Jan Herzmann: surveying the Czech political scene


Jan Herzmann is a managing partner in one of the top Czech polling agencies, Factum Invenio. While most of the work is marketing surveys for companies, the current workload is spiced up by polls and surveys ahead of lower house elections at the end of next week. I asked Mr. Herzmann about the special characteristics of polling in the Czech Republic and how he came to be in the forefront of moves to re-launch political opinion polls after more than 40 years of Communism.

“I was lucky enough to be the first one to have the chance to start opinion polling on election issues early in 1990. Before the Velvet Revolution, there was no polling because the results of the elections was clear in advance. At the time I was one of those people working at the statistical office and it was my idea to restart polling, pre as well as post election polling. So we tried that and it worked.”

There was a lot of interest from whom, the newspapers, the media or the parties themselves?

“Everyone was curious about this. And there was great interest from the whole population and the media. At that time Czechoslovak Television was extremely interested in the results. Everybody was curious. It was a nice time.”

And in the last 20 years, has the market for political polling and maybe other polling, changed?

“In the beginning, there was no market. Step by step it started to develop and the unusual tendency in the Czech Republic is that the political parties are interested in buying opinion polls but the media is not. So the market is a bit biased. It is huge as many political parties order polls on different issues but the media do not. And I would say there is a lack of an independent, corrective mechanism to balance the party organised polls and surveys.”

Do the parties conduct polls throughout the year or is it mostly in the pre-election months or weeks?

“In my opinion, we are dealing with two different decades.

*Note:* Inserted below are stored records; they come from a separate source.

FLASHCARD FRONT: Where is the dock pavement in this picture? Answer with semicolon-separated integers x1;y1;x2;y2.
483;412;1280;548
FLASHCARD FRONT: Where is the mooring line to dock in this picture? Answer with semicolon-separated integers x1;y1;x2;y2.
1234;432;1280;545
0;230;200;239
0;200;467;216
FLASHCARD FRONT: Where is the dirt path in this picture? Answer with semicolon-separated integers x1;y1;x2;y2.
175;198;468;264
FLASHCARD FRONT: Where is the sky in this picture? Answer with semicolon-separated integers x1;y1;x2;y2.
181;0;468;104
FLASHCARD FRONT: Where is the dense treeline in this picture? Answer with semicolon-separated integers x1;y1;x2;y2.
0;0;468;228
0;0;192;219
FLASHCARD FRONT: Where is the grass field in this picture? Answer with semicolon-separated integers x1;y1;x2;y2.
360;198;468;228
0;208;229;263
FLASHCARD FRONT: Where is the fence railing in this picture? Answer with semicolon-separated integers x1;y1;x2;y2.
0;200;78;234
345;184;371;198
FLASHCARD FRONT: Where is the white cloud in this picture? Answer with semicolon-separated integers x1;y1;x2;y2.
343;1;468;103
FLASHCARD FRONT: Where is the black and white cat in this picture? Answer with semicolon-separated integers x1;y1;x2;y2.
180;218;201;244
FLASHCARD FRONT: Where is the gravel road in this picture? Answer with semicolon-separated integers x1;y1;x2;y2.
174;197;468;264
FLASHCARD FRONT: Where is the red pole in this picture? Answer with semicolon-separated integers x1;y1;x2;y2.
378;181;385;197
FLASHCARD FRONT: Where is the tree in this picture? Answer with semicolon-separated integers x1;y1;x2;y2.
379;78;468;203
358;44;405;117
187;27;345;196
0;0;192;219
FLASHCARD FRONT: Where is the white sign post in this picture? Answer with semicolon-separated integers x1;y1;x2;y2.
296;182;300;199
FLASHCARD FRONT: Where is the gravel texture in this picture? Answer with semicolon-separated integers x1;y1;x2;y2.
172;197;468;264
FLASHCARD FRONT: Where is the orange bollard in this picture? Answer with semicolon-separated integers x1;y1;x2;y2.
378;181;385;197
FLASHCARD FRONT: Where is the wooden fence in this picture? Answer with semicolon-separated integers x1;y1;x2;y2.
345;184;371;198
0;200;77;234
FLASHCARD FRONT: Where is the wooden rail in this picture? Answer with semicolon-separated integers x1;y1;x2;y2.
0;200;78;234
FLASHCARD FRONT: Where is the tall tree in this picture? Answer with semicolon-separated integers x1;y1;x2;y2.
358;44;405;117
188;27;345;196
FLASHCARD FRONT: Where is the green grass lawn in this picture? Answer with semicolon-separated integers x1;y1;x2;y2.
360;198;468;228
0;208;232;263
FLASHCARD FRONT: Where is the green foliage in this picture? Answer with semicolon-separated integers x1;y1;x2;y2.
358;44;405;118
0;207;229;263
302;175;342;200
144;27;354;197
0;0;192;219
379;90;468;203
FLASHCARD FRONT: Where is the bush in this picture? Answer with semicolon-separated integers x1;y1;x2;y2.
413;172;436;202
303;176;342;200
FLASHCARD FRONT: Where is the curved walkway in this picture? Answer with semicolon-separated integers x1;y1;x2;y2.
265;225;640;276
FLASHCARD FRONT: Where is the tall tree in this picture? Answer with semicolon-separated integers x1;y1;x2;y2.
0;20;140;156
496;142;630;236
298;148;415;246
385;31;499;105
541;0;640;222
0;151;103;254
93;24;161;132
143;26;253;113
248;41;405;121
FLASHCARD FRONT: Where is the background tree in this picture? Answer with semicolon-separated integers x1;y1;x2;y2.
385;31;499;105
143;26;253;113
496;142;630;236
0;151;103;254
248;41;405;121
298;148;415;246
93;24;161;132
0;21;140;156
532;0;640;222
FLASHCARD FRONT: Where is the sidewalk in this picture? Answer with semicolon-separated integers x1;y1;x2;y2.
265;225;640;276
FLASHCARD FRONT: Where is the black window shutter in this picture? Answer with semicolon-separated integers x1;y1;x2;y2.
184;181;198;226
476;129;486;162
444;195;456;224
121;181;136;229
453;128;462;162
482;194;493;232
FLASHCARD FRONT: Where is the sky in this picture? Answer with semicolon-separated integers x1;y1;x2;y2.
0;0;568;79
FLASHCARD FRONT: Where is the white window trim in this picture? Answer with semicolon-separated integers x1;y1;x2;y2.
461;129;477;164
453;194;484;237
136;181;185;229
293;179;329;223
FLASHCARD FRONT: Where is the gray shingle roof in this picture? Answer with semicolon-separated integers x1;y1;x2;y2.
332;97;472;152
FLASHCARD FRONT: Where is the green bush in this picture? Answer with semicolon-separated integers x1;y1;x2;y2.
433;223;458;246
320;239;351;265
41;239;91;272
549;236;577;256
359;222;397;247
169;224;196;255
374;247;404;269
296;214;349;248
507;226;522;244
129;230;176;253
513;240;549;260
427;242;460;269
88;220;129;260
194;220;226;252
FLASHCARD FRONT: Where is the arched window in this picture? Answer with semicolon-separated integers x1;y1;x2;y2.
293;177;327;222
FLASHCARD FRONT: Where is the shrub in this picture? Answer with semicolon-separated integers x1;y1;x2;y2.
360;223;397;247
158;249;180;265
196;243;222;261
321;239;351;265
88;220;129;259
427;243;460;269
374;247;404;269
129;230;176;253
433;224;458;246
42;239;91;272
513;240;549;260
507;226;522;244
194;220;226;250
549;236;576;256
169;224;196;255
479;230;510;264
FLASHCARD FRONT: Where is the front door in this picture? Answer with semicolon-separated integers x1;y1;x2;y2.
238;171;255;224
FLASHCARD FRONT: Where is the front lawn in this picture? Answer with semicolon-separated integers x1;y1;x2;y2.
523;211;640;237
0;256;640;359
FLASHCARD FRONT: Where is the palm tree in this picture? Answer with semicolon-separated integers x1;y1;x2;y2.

In the 1990’s the parties were interested in polling during the last three or four months before the elections. It changed at the beginning of this century. Now the big parties, and in the first place the Social Democrats, spend a lot of money on polling throughout the whole election term.”

And as a result do you see a fairly quick change in policies when there is a poll showing a policy is not popular or hitting the mark?

“I should say there are big differences. Some big parties react fairly slowly and this is the case of the right-wing party, the ODS (Civic Democrats), and some of the smaller parties who are also rather cautious. On the other hand, the Social Democrats are well known for a very swift reaction and sometimes they are called populist because they react to changes in public opinion very quickly and then change some of their positions and policies fairly quickly.”

Can you give some examples of where polls said you are out of tune with public opinion and the policy changed swiftly?

“This applied to some of the issues concerning the reform of healthcare and the situation on the labour market. So there are different, rather small, issues that were changed as a result of opinion polls, but not the strategy or policy of course.”

And the media are still not interested in carrying out polls ahead of elections?

“This year there has been a big change. Public television and radio asked for a series of polls that they used for organising their broadcasts. This was not the case in previous years. On the other hand, the commercial media, both electronic and print, wait for polls to be printed so that they can use them for free. They do not order polls. Otherwise, they prepare rather peculiar estimates based on, say, 100 clever people, things like that. It is not very typical that the media do not order their own pre-election studies.”

Would you say that the Czech polling market after 20 years is now a mature market or does it still have some things to learn and develop?

“As to the frequency of polling and modalities, it is a mature market now. There are at least five polling agencies that can deliver high quality pre-election studies. The difference is that the media do not distinguish between agencies working for political parties and the results of those agencies and results of independent information services. It makes a bit of a mess of the message you get from the electronic and printed media.”

Does it make a difference if the company is carrying out work for a party and carrying out public work or polling? Is there an influence or just a suspicion of influence?

“There is no evidence that any of these agencies who are working for political parties influence the results. But in my humble opinion the reader or public should know whether the results are based on a study that was ordered or paid for by a political party or not.”

One problem I find when I am out on the streets doing interviews is that people seem to run away or do not want to answer questions. There still seems to be a latent suspicion of people asking questions, perhaps a hangover from the communist times. Is this a problem for Czech surveys and are they accurate if people do not want to answer questions?

“Definitely this is not a hangover from the ancien regime, the communist era, because in the 1990’s people were willing to give their opinions. They were very open and the refusal rate was rather low, about 10 percent. This has changed. We now have a response rate at the western level, which means between 60-70 percent. Of course, corrections are necessary if we want to prepare an election model that makes a forecast of the probable election result. I mentioned five agencies that can deliver rather good results. All these agencies have their correction procedures, statistical procedures, to take away the bias of non-response.”